Understanding the Backup Size Breakdown 📊

When you tap into a specific device backup under Manage Storage → Backups, you'll see a list of apps with the storage each one is consuming in that backup.

This list is sorted by size and is more useful than it first appears:

What You SeeWhat It Means
App name + sizeHow much that app's local data would add to the backup
Toggle switchWhether that app is included in iCloud Backup at all
Last Backup date/timeWhen the most recent successful backup completed
Backup size totalCompressed size of everything included

You can disable individual apps from being included in the backup directly from this screen — useful if a single app (like a large game) is consuming most of your iCloud storage.

Variables That Affect What You See

The information displayed in your backup view depends on several factors, and two people looking at their iCloud backup screens can have very different experiences.

iCloud Photos status is one of the biggest variables. If iCloud Photos is on, your photo library lives in iCloud as a synced library — not inside your device backup. Someone with 50GB of photos but iCloud Photos enabled might have a backup of only 2–3GB. Someone with iCloud Photos off will see their entire camera roll reflected in the backup size.

iOS version affects the interface. The navigation path and label names have shifted across iOS 15, 16, and 17. The information is the same; the menus look slightly different.

Number of Apple devices on your account matters if you share an Apple ID or have multiple devices. Each device shows its own backup separately, and all of them draw from the same iCloud storage pool.

iCloud storage plan affects whether backups are current. If your iCloud storage is full, backups stop running. You may see an older backup date — which is a signal that your data isn't currently protected.

Backup frequency is also relevant. iCloud Backup runs automatically when your device is locked, connected to Wi-Fi, and charging. If those conditions are rarely met (common for people who always use cellular and keep their phone plugged in infrequently), backups may be less recent than expected.

What "Last Backup" Dates Tell You

The last backup timestamp is one of the most practically useful pieces of information on this screen. 🕐

  • A backup from today or yesterday means things are working normally
  • A backup from several days ago usually points to a connectivity or charging issue
  • A backup from weeks ago often means iCloud storage is full, Wi-Fi conditions aren't being met, or the device has been in low-power mode frequently
  • "This device has not been backed up" means iCloud Backup is either off or has never completed a successful backup on this device

If the date is older than you'd expect, checking your iCloud storage capacity (back in the main Manage Storage screen) is the logical next step — a full or nearly full storage tier is the most common reason backups stall silently.

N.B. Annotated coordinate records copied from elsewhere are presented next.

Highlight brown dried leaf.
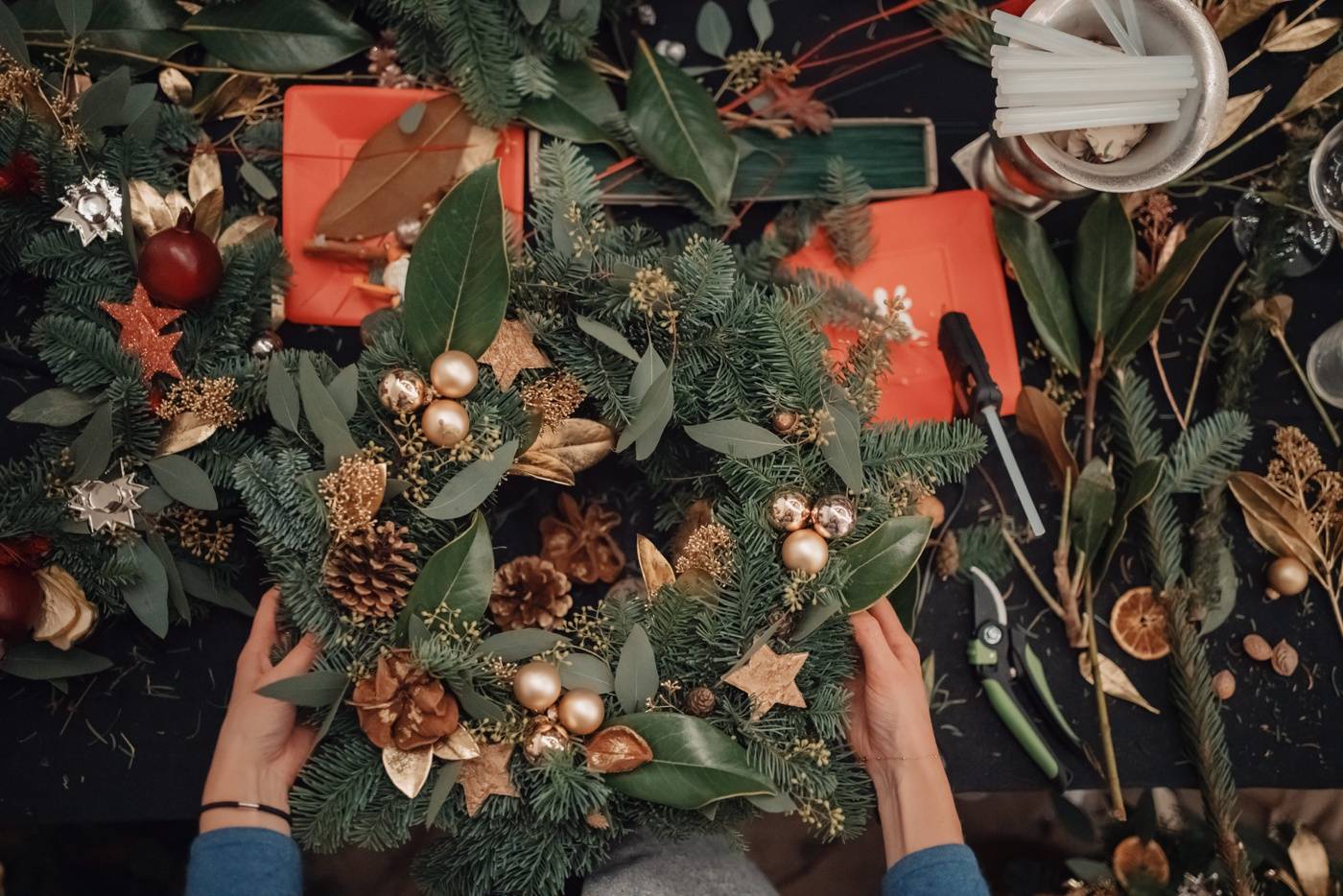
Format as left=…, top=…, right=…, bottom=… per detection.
left=383, top=747, right=434, bottom=799
left=216, top=215, right=279, bottom=251
left=1209, top=87, right=1269, bottom=149
left=316, top=94, right=498, bottom=239
left=1077, top=650, right=1162, bottom=716
left=154, top=411, right=219, bottom=457
left=1226, top=470, right=1324, bottom=578
left=587, top=725, right=652, bottom=775
left=1277, top=50, right=1343, bottom=118
left=1263, top=19, right=1343, bottom=53
left=1017, top=386, right=1077, bottom=489
left=158, top=68, right=191, bottom=106
left=635, top=534, right=675, bottom=600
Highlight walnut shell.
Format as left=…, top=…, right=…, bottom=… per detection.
left=1241, top=634, right=1273, bottom=662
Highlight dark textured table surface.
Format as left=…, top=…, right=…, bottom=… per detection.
left=0, top=0, right=1343, bottom=822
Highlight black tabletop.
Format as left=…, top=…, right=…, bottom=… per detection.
left=0, top=0, right=1343, bottom=822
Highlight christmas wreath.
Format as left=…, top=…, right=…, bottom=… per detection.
left=0, top=79, right=288, bottom=678
left=235, top=144, right=981, bottom=895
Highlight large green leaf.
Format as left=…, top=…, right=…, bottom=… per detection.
left=397, top=513, right=494, bottom=638
left=604, top=712, right=775, bottom=809
left=518, top=61, right=624, bottom=155
left=1073, top=194, right=1136, bottom=337
left=182, top=0, right=373, bottom=74
left=625, top=40, right=738, bottom=209
left=994, top=205, right=1082, bottom=375
left=402, top=161, right=509, bottom=368
left=839, top=516, right=932, bottom=613
left=1105, top=216, right=1232, bottom=366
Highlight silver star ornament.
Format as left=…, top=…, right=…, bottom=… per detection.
left=51, top=175, right=121, bottom=246
left=67, top=473, right=149, bottom=532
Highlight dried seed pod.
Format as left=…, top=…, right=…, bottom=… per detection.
left=1273, top=638, right=1300, bottom=677
left=1241, top=634, right=1273, bottom=662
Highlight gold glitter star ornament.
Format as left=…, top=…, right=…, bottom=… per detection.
left=722, top=645, right=810, bottom=720
left=51, top=175, right=121, bottom=246
left=67, top=472, right=149, bottom=532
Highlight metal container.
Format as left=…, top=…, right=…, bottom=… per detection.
left=1010, top=0, right=1226, bottom=194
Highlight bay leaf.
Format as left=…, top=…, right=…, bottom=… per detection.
left=1077, top=650, right=1162, bottom=716
left=316, top=94, right=500, bottom=239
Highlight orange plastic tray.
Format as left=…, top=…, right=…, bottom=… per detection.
left=282, top=84, right=527, bottom=326
left=785, top=189, right=1021, bottom=422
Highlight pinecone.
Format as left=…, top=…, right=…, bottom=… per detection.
left=490, top=556, right=574, bottom=631
left=350, top=648, right=458, bottom=749
left=685, top=685, right=719, bottom=718
left=326, top=520, right=419, bottom=617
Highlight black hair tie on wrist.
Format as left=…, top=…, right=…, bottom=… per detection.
left=200, top=799, right=293, bottom=825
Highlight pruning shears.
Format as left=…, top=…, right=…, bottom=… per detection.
left=966, top=567, right=1085, bottom=790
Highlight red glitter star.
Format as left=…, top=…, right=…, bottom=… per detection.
left=100, top=285, right=182, bottom=383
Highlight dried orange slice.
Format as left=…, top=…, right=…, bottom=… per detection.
left=1109, top=587, right=1171, bottom=660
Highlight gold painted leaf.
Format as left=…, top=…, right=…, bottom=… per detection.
left=1208, top=87, right=1269, bottom=149
left=1263, top=19, right=1343, bottom=53
left=1077, top=650, right=1162, bottom=716
left=1277, top=50, right=1343, bottom=118
left=635, top=534, right=675, bottom=600
left=383, top=747, right=434, bottom=799
left=317, top=94, right=500, bottom=239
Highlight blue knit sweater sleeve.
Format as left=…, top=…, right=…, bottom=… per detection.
left=881, top=843, right=988, bottom=896
left=187, top=828, right=303, bottom=896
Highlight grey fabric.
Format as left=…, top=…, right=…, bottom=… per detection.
left=583, top=833, right=778, bottom=896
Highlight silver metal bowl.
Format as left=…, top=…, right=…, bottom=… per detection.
left=1010, top=0, right=1226, bottom=194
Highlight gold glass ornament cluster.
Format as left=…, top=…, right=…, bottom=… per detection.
left=766, top=487, right=859, bottom=574
left=377, top=349, right=481, bottom=447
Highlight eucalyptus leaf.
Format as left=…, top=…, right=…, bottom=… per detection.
left=8, top=387, right=98, bottom=426
left=625, top=40, right=738, bottom=209
left=839, top=516, right=932, bottom=613
left=419, top=439, right=517, bottom=520
left=402, top=161, right=509, bottom=368
left=397, top=513, right=494, bottom=638
left=0, top=641, right=111, bottom=681
left=615, top=624, right=658, bottom=714
left=256, top=669, right=349, bottom=707
left=70, top=404, right=113, bottom=483
left=182, top=0, right=373, bottom=74
left=574, top=315, right=639, bottom=363
left=149, top=454, right=219, bottom=510
left=994, top=205, right=1082, bottom=376
left=603, top=712, right=775, bottom=810
left=685, top=420, right=789, bottom=460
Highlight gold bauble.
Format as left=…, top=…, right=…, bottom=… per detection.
left=429, top=349, right=481, bottom=397
left=766, top=489, right=812, bottom=532
left=783, top=530, right=830, bottom=573
left=377, top=366, right=430, bottom=413
left=812, top=494, right=859, bottom=540
left=420, top=397, right=471, bottom=447
left=557, top=688, right=605, bottom=735
left=1266, top=557, right=1310, bottom=601
left=513, top=661, right=560, bottom=712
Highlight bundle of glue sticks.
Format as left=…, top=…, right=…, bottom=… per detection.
left=991, top=0, right=1198, bottom=137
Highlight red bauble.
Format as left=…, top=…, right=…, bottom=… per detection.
left=0, top=567, right=41, bottom=641
left=138, top=209, right=224, bottom=308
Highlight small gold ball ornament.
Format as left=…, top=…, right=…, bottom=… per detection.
left=783, top=530, right=830, bottom=574
left=1263, top=557, right=1310, bottom=601
left=766, top=489, right=812, bottom=532
left=377, top=366, right=430, bottom=413
left=513, top=661, right=560, bottom=712
left=556, top=688, right=605, bottom=735
left=812, top=494, right=859, bottom=540
left=429, top=349, right=481, bottom=397
left=420, top=397, right=471, bottom=447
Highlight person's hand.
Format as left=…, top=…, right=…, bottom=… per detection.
left=200, top=588, right=317, bottom=835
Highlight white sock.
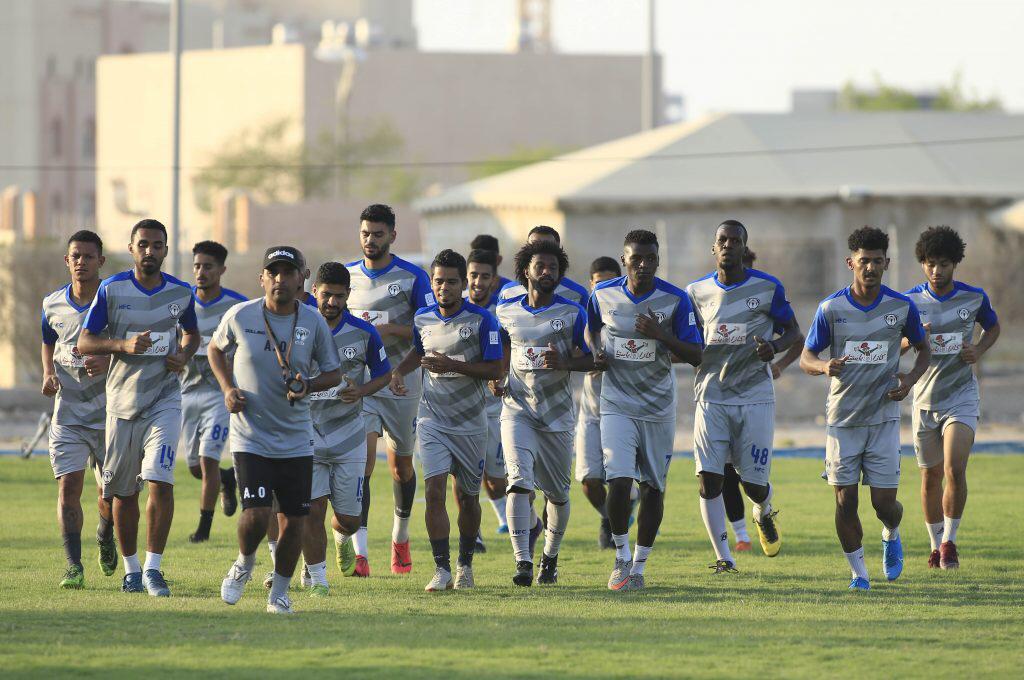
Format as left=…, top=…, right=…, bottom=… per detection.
left=630, top=543, right=654, bottom=575
left=142, top=551, right=164, bottom=571
left=700, top=494, right=735, bottom=563
left=942, top=517, right=961, bottom=543
left=391, top=515, right=409, bottom=543
left=123, top=553, right=142, bottom=573
left=843, top=546, right=867, bottom=579
left=611, top=534, right=632, bottom=562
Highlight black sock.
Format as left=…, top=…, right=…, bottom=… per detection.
left=430, top=539, right=452, bottom=571
left=63, top=532, right=82, bottom=566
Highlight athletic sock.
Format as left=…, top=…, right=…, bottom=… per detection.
left=700, top=494, right=735, bottom=563
left=544, top=501, right=569, bottom=557
left=505, top=493, right=537, bottom=562
left=843, top=546, right=868, bottom=581
left=942, top=517, right=961, bottom=543
left=630, top=543, right=654, bottom=575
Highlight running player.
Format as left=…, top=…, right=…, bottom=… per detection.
left=686, top=219, right=800, bottom=573
left=181, top=241, right=246, bottom=543
left=575, top=257, right=623, bottom=549
left=302, top=262, right=391, bottom=595
left=587, top=229, right=701, bottom=591
left=391, top=250, right=502, bottom=592
left=78, top=219, right=200, bottom=597
left=904, top=226, right=999, bottom=569
left=498, top=240, right=594, bottom=586
left=41, top=230, right=118, bottom=589
left=214, top=246, right=341, bottom=613
left=345, top=204, right=434, bottom=577
left=800, top=226, right=931, bottom=590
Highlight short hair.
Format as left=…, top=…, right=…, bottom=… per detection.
left=68, top=229, right=103, bottom=255
left=469, top=233, right=501, bottom=253
left=913, top=224, right=967, bottom=264
left=314, top=262, right=352, bottom=288
left=512, top=241, right=569, bottom=286
left=128, top=218, right=167, bottom=241
left=590, top=255, right=623, bottom=277
left=359, top=203, right=394, bottom=229
left=623, top=229, right=658, bottom=248
left=193, top=241, right=227, bottom=266
left=526, top=224, right=562, bottom=244
left=466, top=248, right=498, bottom=273
left=430, top=248, right=466, bottom=281
left=847, top=224, right=889, bottom=253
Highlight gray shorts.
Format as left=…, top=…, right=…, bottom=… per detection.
left=910, top=399, right=981, bottom=468
left=309, top=456, right=367, bottom=517
left=103, top=409, right=181, bottom=498
left=824, top=420, right=900, bottom=488
left=362, top=395, right=420, bottom=456
left=693, top=401, right=775, bottom=486
left=49, top=423, right=105, bottom=483
left=575, top=416, right=604, bottom=481
left=181, top=390, right=230, bottom=467
left=417, top=424, right=485, bottom=496
left=601, top=414, right=676, bottom=492
left=502, top=418, right=573, bottom=503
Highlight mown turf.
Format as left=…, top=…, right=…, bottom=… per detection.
left=0, top=455, right=1024, bottom=679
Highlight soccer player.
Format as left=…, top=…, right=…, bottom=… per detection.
left=41, top=229, right=118, bottom=589
left=78, top=219, right=200, bottom=597
left=686, top=219, right=800, bottom=573
left=345, top=204, right=434, bottom=577
left=800, top=226, right=931, bottom=590
left=181, top=241, right=246, bottom=543
left=587, top=229, right=701, bottom=591
left=391, top=250, right=502, bottom=592
left=498, top=224, right=590, bottom=305
left=904, top=226, right=999, bottom=569
left=498, top=240, right=594, bottom=586
left=575, top=257, right=623, bottom=549
left=302, top=262, right=391, bottom=596
left=214, top=246, right=341, bottom=613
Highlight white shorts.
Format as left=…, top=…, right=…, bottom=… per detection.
left=103, top=409, right=181, bottom=498
left=693, top=401, right=775, bottom=486
left=824, top=420, right=900, bottom=488
left=181, top=390, right=230, bottom=467
left=601, top=414, right=676, bottom=492
left=910, top=399, right=981, bottom=468
left=502, top=418, right=573, bottom=504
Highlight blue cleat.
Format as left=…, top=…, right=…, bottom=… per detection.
left=882, top=537, right=903, bottom=581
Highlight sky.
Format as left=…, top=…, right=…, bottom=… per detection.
left=414, top=0, right=1024, bottom=118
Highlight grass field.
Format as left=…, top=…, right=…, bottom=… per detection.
left=0, top=455, right=1024, bottom=678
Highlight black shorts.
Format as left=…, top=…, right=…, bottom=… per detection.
left=233, top=453, right=313, bottom=517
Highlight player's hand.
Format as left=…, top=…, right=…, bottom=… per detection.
left=224, top=387, right=246, bottom=413
left=754, top=335, right=775, bottom=362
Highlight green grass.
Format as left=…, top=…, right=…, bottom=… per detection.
left=0, top=456, right=1024, bottom=679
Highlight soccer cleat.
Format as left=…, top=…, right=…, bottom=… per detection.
left=939, top=541, right=959, bottom=569
left=60, top=564, right=85, bottom=590
left=121, top=571, right=145, bottom=593
left=455, top=564, right=476, bottom=590
left=142, top=569, right=171, bottom=597
left=537, top=554, right=558, bottom=586
left=882, top=538, right=903, bottom=581
left=754, top=510, right=782, bottom=557
left=389, top=541, right=413, bottom=576
left=512, top=560, right=534, bottom=588
left=608, top=557, right=633, bottom=590
left=220, top=562, right=253, bottom=604
left=423, top=566, right=455, bottom=593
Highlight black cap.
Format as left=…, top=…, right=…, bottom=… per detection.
left=263, top=246, right=306, bottom=271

The Backup View Doesn't Tell You Everything

One thing worth noting: viewing your iCloud backup from Settings shows you metadata — size, date, app list — but it doesn't let you browse or preview the actual contents of the backup the way you might browse files in a folder.

To actually access the data inside a backup, Apple's process is to restore the backup to a device (either during initial setup or through Settings → General → Transfer or Reset iPhone). There's no native Apple tool to extract or preview individual files from an iCloud backup without restoring.

Third-party tools exist that claim to parse iCloud backup data, but these vary significantly in reliability, privacy implications, and the specific data types they can surface — and what's accessible depends on the iOS version, the backup encryption settings, and which apps generated the data.

Whether that limitation matters depends entirely on what you're actually trying to do with your backup information.